Pleading and Access to Civil Procedure: Historical and Comparative Reflections on Iqbal, A Day in Court and a Decision According to Law
Abstract
The Maryland Declaration of Rights proclaims “That every freeman, for any injury done to him in his person, or property, ought to have remedy by the course of the Law of the Land, and ought to have justice and right, freely without sale, fully without any denial, and speedily without delay, according to the Law of the Land.” America’s litigation lawyers know that these fine words do not describe the reality of our system of civil justice. Last year the American College of Trial Lawyers pronounced our system a “captive to cost, delay and gamesmanship” and “in serious need of repair.” The Iqbal decision is an attempt to deal with one of many failings of our system.
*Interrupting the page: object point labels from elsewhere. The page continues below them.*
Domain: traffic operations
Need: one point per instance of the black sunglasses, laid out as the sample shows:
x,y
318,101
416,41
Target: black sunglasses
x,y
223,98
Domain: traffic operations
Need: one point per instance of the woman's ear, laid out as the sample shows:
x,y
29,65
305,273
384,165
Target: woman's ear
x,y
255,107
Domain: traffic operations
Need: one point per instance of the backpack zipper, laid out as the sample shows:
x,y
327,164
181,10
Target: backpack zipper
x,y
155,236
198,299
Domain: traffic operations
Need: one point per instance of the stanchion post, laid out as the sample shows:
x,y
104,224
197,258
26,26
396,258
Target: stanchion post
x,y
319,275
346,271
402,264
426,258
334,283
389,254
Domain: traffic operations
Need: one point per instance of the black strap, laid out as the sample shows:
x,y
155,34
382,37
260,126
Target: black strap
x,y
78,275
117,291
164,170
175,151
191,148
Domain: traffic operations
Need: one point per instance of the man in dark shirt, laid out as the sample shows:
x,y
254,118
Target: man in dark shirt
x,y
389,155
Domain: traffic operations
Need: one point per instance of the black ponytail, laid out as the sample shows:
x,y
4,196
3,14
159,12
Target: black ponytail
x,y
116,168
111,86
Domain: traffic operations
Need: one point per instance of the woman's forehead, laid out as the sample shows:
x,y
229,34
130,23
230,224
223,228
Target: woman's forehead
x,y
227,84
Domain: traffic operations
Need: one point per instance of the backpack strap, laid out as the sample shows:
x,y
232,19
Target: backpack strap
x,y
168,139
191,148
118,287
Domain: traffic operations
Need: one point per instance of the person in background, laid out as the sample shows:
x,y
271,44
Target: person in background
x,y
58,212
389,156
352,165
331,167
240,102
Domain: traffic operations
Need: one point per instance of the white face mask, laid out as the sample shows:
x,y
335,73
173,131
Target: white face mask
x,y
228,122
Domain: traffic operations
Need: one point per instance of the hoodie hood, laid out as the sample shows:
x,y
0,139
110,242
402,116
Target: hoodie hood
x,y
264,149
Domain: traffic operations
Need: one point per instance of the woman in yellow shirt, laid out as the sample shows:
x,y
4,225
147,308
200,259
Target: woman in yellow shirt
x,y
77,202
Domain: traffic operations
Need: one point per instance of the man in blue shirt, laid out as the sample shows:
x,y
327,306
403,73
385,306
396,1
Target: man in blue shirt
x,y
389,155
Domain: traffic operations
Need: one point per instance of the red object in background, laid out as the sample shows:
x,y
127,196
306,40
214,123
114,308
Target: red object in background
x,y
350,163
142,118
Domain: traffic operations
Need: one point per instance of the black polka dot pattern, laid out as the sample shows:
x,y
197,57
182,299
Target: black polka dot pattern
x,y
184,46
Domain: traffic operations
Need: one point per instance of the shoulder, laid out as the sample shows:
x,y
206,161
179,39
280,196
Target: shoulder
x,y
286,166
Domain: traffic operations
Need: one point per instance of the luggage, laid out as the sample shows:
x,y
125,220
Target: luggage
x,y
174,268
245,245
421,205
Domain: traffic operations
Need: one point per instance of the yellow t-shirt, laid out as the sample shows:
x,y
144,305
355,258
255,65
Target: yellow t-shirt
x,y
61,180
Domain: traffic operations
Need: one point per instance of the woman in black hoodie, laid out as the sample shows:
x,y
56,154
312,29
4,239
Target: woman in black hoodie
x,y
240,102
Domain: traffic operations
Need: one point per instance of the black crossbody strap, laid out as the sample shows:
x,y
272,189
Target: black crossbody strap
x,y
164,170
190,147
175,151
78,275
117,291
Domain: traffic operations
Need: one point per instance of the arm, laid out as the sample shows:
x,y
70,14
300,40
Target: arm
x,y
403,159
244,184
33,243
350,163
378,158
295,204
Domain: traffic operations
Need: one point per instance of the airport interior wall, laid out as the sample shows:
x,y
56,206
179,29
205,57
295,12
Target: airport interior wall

Globalization challenges America to construct a system of civil justice that works. Foreign parties find litigating here a “nightmare.” So, too, do our own people, but they do not know alternatives. The Report of the American College of Trial Lawyers reminds us that our foreign friends know alternatives that work well; no wonder that they are disappointed here.
This article is based on a forthcoming book that examines from beginning to end, a lawsuit in three countries: the United States, Germany and Korea. The book shows ways that one foreign legal system minimizes costs and delay and promotes decisions according to justice and right. The draft chapters of the book are available online at http://ssrn.com/author=825054.
This article puts pleading in historical and comparative perspectives. It shows how past and present systems of American pleading have failed while the German system succeeds.